Tim Daly

Many pests can trouble people such as hornets, mosquitoes, and ticks, however, one that is often overlooked are chiggers. Their bites cause intense itching and being small in size, often people who encounter these organisms are not aware of their presence. If you have never experienced chigger bites consider yourself lucky.

Chiggers go by many names. In some areas of the country, they are known as “Red Bugs.” They are several related species of mites, which are arachnids like spiders, ticks and scorpions, not insects. They have eight legs. The tiny adult mite spends the winter near the soil in sheltered areas. In early spring they lay eggs, which hatch into the small parasitic larval form. This life stage of chiggers is the only point in their life cycle where they feed on humans and animals. The small orange to red larva crawls around on the soil surface until a host is found. In addition to humans, they feed on small mammals, birds, reptiles, and amphibians.

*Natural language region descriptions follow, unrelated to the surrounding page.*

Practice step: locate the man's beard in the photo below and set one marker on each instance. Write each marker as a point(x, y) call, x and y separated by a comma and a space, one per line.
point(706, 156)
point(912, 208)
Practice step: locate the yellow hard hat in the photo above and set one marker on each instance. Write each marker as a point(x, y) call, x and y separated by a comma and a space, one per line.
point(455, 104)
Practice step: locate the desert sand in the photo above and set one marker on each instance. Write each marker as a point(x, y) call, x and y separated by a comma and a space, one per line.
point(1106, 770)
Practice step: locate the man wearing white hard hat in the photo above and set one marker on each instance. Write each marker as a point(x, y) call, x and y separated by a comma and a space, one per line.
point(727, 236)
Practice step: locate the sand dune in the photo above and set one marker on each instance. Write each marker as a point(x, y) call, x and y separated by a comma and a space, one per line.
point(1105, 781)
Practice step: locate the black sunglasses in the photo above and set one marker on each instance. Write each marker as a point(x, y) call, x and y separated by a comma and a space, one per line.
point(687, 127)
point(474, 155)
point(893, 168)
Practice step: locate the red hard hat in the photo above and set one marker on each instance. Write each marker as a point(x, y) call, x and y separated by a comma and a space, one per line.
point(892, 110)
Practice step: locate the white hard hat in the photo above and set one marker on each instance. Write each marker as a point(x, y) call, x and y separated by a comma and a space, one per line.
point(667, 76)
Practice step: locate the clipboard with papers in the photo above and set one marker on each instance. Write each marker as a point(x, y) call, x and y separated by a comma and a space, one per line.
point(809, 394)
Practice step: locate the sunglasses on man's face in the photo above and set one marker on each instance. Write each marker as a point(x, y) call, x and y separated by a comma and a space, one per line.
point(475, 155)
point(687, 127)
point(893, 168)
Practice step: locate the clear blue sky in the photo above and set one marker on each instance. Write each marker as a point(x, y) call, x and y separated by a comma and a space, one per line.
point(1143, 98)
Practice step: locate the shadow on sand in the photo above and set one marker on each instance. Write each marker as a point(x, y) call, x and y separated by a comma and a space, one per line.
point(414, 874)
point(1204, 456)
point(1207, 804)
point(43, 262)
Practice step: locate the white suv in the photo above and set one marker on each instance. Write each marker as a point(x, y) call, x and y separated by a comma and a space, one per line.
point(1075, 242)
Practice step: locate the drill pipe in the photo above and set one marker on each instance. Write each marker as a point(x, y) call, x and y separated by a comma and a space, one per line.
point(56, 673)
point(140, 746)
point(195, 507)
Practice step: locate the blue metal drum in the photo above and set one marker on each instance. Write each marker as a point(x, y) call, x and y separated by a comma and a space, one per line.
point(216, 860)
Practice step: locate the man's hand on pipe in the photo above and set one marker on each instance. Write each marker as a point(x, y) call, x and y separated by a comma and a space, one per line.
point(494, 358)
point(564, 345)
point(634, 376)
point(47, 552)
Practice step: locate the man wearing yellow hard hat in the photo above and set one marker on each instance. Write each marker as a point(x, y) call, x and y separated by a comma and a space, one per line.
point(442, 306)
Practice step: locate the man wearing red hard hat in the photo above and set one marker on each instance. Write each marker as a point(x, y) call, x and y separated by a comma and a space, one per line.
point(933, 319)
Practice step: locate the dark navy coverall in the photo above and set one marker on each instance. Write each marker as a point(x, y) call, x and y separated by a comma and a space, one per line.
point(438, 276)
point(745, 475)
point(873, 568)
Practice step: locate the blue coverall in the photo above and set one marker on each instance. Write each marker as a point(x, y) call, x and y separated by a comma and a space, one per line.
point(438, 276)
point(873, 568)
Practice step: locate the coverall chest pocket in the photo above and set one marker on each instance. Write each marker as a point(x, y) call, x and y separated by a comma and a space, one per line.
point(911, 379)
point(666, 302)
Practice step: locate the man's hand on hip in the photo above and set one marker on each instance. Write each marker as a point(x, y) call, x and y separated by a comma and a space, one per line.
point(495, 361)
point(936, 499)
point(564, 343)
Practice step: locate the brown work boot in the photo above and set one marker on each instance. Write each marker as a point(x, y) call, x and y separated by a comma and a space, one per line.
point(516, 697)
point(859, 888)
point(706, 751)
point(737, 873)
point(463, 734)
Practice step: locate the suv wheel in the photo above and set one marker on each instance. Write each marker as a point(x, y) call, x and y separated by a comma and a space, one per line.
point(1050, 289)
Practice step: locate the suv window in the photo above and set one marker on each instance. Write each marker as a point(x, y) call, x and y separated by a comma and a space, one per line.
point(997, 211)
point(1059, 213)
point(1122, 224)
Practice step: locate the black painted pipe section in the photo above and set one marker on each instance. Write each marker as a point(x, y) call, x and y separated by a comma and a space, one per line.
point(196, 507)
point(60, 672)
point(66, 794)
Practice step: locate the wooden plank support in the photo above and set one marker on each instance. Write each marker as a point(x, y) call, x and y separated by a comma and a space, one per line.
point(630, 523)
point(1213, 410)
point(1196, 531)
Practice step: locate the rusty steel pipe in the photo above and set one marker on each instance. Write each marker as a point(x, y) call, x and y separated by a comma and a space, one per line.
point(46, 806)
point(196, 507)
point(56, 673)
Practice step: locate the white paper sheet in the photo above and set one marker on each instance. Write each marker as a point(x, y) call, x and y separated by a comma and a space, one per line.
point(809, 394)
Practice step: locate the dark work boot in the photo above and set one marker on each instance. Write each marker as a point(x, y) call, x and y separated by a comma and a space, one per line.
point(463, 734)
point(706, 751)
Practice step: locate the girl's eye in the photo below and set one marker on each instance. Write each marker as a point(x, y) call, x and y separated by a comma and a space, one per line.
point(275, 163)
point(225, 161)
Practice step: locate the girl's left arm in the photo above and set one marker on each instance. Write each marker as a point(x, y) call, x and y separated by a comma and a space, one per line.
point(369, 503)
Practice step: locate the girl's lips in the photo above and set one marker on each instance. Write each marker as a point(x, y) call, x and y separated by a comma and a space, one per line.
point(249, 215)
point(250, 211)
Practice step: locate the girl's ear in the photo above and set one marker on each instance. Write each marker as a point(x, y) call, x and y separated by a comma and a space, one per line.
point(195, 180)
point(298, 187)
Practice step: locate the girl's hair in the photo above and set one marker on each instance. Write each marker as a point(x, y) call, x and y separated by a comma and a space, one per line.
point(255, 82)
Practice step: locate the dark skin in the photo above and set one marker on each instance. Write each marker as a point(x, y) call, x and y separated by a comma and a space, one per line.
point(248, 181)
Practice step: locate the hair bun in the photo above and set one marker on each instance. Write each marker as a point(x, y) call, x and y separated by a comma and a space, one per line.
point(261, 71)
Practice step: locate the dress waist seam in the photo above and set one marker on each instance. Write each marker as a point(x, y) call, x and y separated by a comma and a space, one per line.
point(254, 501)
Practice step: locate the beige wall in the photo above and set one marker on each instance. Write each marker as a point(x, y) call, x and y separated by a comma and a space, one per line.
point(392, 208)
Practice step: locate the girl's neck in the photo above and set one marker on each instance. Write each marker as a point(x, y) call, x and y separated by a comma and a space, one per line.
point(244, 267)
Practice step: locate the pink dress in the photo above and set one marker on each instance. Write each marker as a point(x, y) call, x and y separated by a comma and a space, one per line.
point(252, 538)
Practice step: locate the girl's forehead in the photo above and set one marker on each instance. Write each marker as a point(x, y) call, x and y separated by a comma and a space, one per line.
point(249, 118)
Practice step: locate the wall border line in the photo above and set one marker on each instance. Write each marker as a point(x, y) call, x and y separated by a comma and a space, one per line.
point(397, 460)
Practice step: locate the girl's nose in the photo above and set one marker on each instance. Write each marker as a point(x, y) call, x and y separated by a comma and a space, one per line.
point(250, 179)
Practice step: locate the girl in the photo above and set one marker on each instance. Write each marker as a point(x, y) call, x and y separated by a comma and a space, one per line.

Chiggers prefer to attach themselves to areas of the human body where clothing fits tightly, or the skin is thin. That makes ankles, waistlines, knees, and armpits favorite feeding locations.



Contrary to what you may have heard, the tiny chiggers do not burrow into the skin. Instead, they suck fluids from the host, where they inject a digestive enzyme that liquefies the tissue of the host, which causes an allergic response so that it is quickly sucked up by the chigger. If not disturbed, the chigger will finish feeding within three to four days and will drop from the host.

Itching from chigger bites usually starts within four to six hours. Frequently the chigger is scratched away before it finishes feeding, but the itching sensation will continue until the body neutralizes the digestive enzyme and repairs the damaged tissue, which could take as long as two weeks in some individuals. Scratching a chigger bite, of course, can also lead to secondary infections of the wound.

Chiggers are most often found in low lying damp areas that have lots of vegetation such as small shrubs, and small trees, and including blackberry thickets, which seem especially attractive to them. One of the easiest methods of reducing chigger infestations is to clear brush and mow the area carefully to eliminates the protective cover and moisture they need to survive.

Chemicals can also be used for chigger control. Products that contain bifenthrin, Cyfluthrin, Deltamethrin, Permethrin, and others can be helpful. Always be sure to read and follow all label directions when using any pesticide to control chiggers. Repellents that contain the chemical DEET may be used on clothes when venturing into chigger-infested areas.

After visiting a likely chigger habitat, be sure to take a thorough shower. A warm shower with plenty of scrubbing will dislodge many chiggers before they have a chance to feed. Check with your pharmacist for over-the-counter products that will help relieve itching.

Don’t fall victim to these tiny terrors this year. To reduce the chances you will encounter chiggers, control vegetation to eliminate their habitat and apply insect repellents. Thus, these tactics will reduce the likelihood you will suffer from their bites.